Relational model and data formats

In a discussion Marc had with Adam Lyon (of g-2), Adam expressed a wish to be able to more easily access event data written by art using the R language and environment, in an interactive session.

The original design of the art data model was intended to support writing "ntuple" type data directly as event data products. This has not been very successful in CMS -- there is little, if any, use of event data files directly from Root. Instead, CMS has defined an alternative framework, usable from the Root/CINT prompt, that provides some of the facilities of the offline framework: in particular, it provides the ability to navigate the structures that relate data products. There are at least two problems that have prevented the intended direct use of the Root/EDM data files:

  1. Many of the event data objects defined by CMS are complicated, involving inheritance hierarchies, containers that perform type erasure (called by CMS "polymorphic contains"), and embedded navigational elements. This is a violation of the intended usage, in which the event data objects were intended to be essentially "dumb data"; behavior was intended to be added to the dumb data by wrapping the dumb data with a class which would reference the dumb data and provide the necessary interface.
  2. The event data model's persistency, as implemented using Root, writes one entry per event. Some ntuple usage requires writing an entry per track, or jet, or cluster, etc. There is no one level of aggregation that is correct for all uses; analysis requirements are much more varied.

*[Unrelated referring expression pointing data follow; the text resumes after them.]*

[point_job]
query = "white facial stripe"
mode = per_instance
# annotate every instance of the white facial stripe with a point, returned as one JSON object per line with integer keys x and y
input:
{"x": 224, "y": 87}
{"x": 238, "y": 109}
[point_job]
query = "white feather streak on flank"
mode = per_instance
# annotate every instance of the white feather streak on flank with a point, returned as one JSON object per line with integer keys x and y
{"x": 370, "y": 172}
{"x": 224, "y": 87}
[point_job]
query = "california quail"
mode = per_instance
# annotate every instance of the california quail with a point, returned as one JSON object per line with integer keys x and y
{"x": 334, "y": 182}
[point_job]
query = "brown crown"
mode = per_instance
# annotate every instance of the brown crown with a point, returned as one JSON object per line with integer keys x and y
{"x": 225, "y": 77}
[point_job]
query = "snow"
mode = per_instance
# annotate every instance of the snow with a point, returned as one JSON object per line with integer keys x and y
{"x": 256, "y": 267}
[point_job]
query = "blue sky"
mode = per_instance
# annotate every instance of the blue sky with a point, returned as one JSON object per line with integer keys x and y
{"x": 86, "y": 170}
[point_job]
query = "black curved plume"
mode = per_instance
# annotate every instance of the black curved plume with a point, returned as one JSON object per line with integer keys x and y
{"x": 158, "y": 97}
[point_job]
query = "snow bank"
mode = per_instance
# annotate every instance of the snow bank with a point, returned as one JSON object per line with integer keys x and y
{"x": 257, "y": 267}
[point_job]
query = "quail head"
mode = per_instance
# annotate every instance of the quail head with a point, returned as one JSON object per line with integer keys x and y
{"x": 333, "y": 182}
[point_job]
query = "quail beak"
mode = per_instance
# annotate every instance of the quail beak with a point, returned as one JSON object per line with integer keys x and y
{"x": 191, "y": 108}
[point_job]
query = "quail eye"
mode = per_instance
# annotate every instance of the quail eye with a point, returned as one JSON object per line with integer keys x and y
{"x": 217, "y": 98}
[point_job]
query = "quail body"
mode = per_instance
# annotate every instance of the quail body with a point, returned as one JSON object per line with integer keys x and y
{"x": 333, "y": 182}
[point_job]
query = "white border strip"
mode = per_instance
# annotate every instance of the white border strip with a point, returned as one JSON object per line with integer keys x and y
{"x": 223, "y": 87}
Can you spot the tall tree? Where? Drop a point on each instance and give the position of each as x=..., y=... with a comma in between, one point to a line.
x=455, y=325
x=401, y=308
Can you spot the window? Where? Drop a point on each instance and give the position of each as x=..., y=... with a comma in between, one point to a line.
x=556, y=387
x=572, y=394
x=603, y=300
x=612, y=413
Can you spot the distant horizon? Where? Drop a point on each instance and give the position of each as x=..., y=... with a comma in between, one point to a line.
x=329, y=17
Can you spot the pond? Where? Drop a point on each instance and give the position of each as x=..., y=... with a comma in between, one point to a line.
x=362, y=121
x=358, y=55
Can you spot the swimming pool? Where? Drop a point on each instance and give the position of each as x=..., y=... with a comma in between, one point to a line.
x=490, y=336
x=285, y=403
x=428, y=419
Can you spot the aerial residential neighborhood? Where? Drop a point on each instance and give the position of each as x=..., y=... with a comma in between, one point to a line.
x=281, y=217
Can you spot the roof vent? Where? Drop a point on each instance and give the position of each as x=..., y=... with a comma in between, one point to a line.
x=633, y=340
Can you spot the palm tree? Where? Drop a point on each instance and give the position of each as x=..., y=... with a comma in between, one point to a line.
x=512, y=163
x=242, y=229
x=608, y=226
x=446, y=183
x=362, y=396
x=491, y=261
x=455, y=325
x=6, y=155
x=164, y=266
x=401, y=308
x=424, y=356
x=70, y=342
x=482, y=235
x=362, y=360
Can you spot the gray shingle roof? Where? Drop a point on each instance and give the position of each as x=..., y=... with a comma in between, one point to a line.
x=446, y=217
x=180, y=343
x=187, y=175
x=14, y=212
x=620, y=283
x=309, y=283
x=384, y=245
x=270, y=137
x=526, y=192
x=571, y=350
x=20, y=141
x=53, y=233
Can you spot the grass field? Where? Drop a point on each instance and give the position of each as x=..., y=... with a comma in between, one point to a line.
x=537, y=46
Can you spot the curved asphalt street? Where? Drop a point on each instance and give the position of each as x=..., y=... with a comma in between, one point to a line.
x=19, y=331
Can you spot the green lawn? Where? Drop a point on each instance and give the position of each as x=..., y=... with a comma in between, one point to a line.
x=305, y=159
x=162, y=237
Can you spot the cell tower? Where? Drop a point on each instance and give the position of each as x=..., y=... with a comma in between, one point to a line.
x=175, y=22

The result seems to be that the goal of providing a single storage format that is suitable for all uses has not been achieved.

The ability of accessing event data directly from R, or in general from tools other than framework-aware C++ code, would be enhanced by sticking to the original design plans: event data objects should be essentially "dumb data", and associations between the data products should be made externally to the objects, in a manner like the relational model. As of art release 1.0, we have introduced the Assns class template, and the "smart query" template FindOne and FindMany to help users to do the relational calculus "join" operations. This moves our data storage closer to the relational model.

A tool that allows specification of data products in a manner consistent with the goal of "dumb data", and which provides the serialization and deserialization that we currently obtain through Root, would seem to be of great value. One possible tool is Google protocol buffers.